Learning the global nature of scientific discovery

Science is a global subject
Chemistry 1105
Learning the global nature of scientific discovery
Science did not suddenly come into existence; it has
been developed over centuries by people. The course of
discovery has often been hazardous, erratic and
controversial. We tend to view modern science and
scientists as being a homogeneous, unified group, but
this is something of an illusion.
In this exercise, we will examine some of the
individuals involved in chemistry’s greatest leaps
forward. We will look at their environment, what
obstacles they faced and what contributions to
knowledge they made, and to what extent these
contributions were accepted at the time.
Each student is assigned a scientist. About two pages (double-spaced) will be written
clearly addressing the following points. Don’t just write an arid summary of work done;
set the scene, place your scientist in his/her historical and social context.

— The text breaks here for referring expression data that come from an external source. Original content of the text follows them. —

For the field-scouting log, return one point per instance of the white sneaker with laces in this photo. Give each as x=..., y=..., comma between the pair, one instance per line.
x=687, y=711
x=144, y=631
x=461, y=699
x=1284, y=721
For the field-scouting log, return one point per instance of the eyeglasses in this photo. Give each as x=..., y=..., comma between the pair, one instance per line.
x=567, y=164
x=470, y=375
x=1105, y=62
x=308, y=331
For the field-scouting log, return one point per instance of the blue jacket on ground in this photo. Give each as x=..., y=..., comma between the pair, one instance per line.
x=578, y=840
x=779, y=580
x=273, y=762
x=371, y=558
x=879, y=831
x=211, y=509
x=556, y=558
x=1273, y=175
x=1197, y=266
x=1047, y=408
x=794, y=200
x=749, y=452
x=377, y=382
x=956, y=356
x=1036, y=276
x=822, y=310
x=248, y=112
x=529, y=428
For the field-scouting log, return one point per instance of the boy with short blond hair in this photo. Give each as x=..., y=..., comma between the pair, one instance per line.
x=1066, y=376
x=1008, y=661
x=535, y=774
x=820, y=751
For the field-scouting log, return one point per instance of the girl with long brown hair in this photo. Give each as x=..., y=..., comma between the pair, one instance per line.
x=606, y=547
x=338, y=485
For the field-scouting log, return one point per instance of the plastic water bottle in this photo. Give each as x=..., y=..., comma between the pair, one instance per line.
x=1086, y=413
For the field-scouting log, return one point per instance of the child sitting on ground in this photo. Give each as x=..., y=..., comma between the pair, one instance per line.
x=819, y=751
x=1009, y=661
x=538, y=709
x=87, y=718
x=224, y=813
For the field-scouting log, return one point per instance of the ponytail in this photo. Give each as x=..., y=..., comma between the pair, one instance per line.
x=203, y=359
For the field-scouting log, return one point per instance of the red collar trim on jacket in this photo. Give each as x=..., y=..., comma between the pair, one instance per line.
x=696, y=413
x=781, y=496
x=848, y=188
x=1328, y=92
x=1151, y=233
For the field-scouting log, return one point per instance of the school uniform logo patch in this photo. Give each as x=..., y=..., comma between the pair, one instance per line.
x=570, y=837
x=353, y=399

Country of origin and country where work performed (not always the same)
Date of birth
Brief description of political, economic and cultural climate at the time
What contribution was made
How society was changed if at all
What obstacles were overcome
Was acceptance immediate or delayed
Resources to work on this are available in the library and on the internet. One book that
would be highly relevant is “Creations of Fire” by Cathy Cobb.
Acceptable formats are .doc, .rtf, .txt, .wpd, .wps .pdf.